There are two things wrong with their thinking.
One is that we are becoming sick and tired of these overused words. What words? Here are a few:
- Bomb / bombshell
- Riveting
- Shock /shocked
- Stuns / stunned
- POW
- Panic
- Fatal mistake
Do you bother to open links with those words in the headline/teaser?
I quit opening most of them months ago, and for two very good reasons.
Usually they are either “old news” or there’s nothing shocking, riveting, stunning, etc. in the article.
The second thing wrong with their thinking, and the second reason why I seldom click is that these headline writers make a habit of breaking one of the basic rules of copywriting.
Very often, the headline has nothing at all to do with the article that follows.
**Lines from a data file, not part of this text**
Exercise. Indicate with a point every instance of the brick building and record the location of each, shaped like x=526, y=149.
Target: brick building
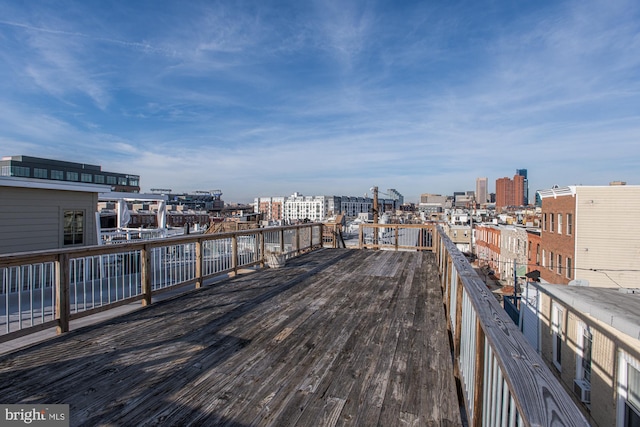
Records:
x=591, y=234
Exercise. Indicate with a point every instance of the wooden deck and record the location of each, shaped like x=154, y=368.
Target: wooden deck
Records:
x=337, y=337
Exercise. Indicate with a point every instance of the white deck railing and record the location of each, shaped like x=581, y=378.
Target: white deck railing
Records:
x=49, y=288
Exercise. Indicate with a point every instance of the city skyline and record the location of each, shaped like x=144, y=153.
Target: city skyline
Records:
x=258, y=99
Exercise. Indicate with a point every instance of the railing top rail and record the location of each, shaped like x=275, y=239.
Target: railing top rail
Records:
x=32, y=257
x=540, y=398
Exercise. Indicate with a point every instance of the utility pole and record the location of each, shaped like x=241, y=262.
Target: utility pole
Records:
x=375, y=217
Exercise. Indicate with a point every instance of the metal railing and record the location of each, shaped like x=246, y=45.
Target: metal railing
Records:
x=504, y=381
x=49, y=288
x=396, y=236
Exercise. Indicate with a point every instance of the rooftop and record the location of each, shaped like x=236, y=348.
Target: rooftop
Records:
x=336, y=336
x=616, y=307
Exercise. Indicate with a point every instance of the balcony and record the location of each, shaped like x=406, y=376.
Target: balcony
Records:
x=400, y=332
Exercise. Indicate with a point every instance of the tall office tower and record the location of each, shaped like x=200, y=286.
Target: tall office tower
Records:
x=504, y=193
x=482, y=191
x=525, y=188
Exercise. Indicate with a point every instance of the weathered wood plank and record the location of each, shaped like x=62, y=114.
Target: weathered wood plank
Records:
x=337, y=337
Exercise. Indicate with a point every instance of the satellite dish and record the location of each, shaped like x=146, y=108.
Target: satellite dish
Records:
x=579, y=282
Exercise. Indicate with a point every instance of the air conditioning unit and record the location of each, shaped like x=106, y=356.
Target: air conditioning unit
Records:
x=583, y=390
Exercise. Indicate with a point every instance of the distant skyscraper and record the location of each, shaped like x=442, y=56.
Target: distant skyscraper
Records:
x=525, y=189
x=511, y=192
x=482, y=190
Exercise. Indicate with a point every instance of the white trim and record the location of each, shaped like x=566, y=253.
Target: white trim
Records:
x=130, y=197
x=624, y=360
x=557, y=329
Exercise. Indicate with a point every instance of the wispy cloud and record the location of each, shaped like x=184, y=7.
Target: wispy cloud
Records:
x=327, y=96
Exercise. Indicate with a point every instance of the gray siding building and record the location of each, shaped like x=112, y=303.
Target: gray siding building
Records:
x=38, y=215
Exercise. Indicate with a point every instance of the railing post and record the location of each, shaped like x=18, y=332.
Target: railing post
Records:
x=397, y=236
x=478, y=380
x=234, y=253
x=282, y=240
x=145, y=267
x=62, y=293
x=261, y=237
x=199, y=263
x=458, y=335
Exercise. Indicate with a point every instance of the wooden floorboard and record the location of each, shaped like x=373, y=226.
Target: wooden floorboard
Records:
x=337, y=337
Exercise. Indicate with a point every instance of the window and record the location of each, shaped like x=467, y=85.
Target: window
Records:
x=583, y=355
x=556, y=329
x=73, y=227
x=559, y=223
x=40, y=173
x=20, y=171
x=569, y=224
x=559, y=265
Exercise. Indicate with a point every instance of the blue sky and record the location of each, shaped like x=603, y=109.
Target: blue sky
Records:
x=266, y=98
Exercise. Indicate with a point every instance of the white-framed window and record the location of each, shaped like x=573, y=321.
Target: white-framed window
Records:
x=73, y=227
x=583, y=354
x=559, y=223
x=628, y=411
x=557, y=320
I’ve read a few that made absolutely no mention of anything referenced in the headline. If you do that a time or two - or perhaps even one time – you’ll throw your credibility out the window.
People don't like to be fooled, so don't try.
As for avoiding the misleading words...
There aren’t a whole lot of reasons why these words should creep into your writing, but there are a few.
- You might be describing how quickly you can sell a listing. (You’ll be shocked at…)
- You might be describing a view. (You’ll be stunned by the riveting view!)
- You might be urging buyers to act quickly (hesitation is a fatal mistake?)
In this year of exaggeration, you might want to avoid all "puffing" in your property descriptions.
After all, what you think is "beautiful" or "large" might mean something entirely different to your reader.
I think of a time years ago when one of my co-workers was speaking with a buyer in the office. He told her that a property had beautiful trees. She replied that the only beautiful tree was a dead one, cut up for firewood.
And "large?" I've seen quarter-acre parcels described as large. My thought: No, that would be "tiny."